Thirty-eight years ago today, the Supreme Court decided Roe v. Wade, the landmark case that legalized abortion and helped to ensure that women and their families could decide for themselves whether to have a child. Within just a few years of the Roe decision, Congress stripped coverage for abortions from the Medicaid program, making access to abortion services harder to obtain for low-income women. Today, some politicians are still working to pass laws that will make it impossible for all women and their families to buy insurance policies that cover abortion.

Congress started this ball moving again last year. When it passed the health care reform law, it included restrictions making it more onerous for insurance companies to sell, and therefore for women and their families to buy, insurance policies that include coverage for abortion. A new bill proposed by Rep. Chris Smith of New Jersey would effectively stop private insurance from providing coverage for abortion completely. Abortion is part of basic health care for women and should be included in health insurance plans along with other pregnancy related care.

State legislatures are also attempting to interfere with families’ private decisions. Just last year, we saw politicians in five states ban insurance companies from selling, and ban women from buying, policies that cover abortion in the new exchanges, and this year many more states are expected to follow suit.

We may not all agree about abortion, but we can agree that when a woman discovers that something has gone wrong during her pregnancy, she deserves the peace of mind that she will be able to get the health care she needs. The same goes for a woman facing an unintended pregnancy. She should be able to make the best decision for herself and her family, whether that decision is raising the child, adoption or abortion.

No woman plans to have an abortion, but that is the point of health insurance.
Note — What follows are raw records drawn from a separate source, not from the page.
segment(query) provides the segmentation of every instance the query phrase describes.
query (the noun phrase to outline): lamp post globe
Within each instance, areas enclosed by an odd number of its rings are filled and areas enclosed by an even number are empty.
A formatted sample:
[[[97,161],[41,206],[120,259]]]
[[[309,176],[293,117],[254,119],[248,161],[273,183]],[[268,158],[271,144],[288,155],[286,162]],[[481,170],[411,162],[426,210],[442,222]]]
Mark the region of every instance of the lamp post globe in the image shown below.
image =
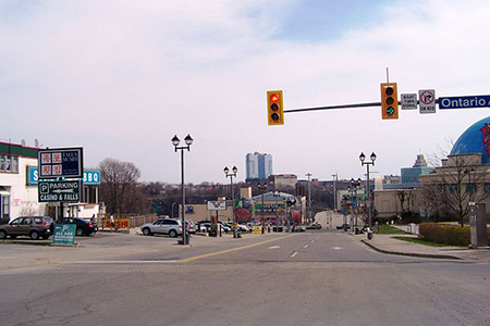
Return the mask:
[[[191,137],[191,135],[187,134],[187,136],[185,136],[184,141],[187,146],[192,145],[194,139]]]
[[[173,146],[175,146],[175,147],[177,147],[179,143],[181,143],[181,140],[179,139],[179,137],[176,137],[176,135],[173,136],[173,138],[172,138],[172,143],[173,143]]]
[[[360,162],[364,162],[364,160],[366,160],[366,155],[363,152],[360,152],[359,160]]]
It is there to cover our unexpected medical needs. In fact, insurance companies already recognize the need to provide for every scenario. That’s why the majority of plans currently include coverage for abortion care. Politicians should not be working to take away coverage that already exists for most women.

Deciding whether and when to become a parent is one of the most private and important decisions a person can make. It is a decision that should be made by a woman, her family, and her doctor. Nearly four decades after Roe v. Wade changed the legal landscape for women across this country, politicians must stop trying to interfere with private medial decisions by playing politics with a woman’s health.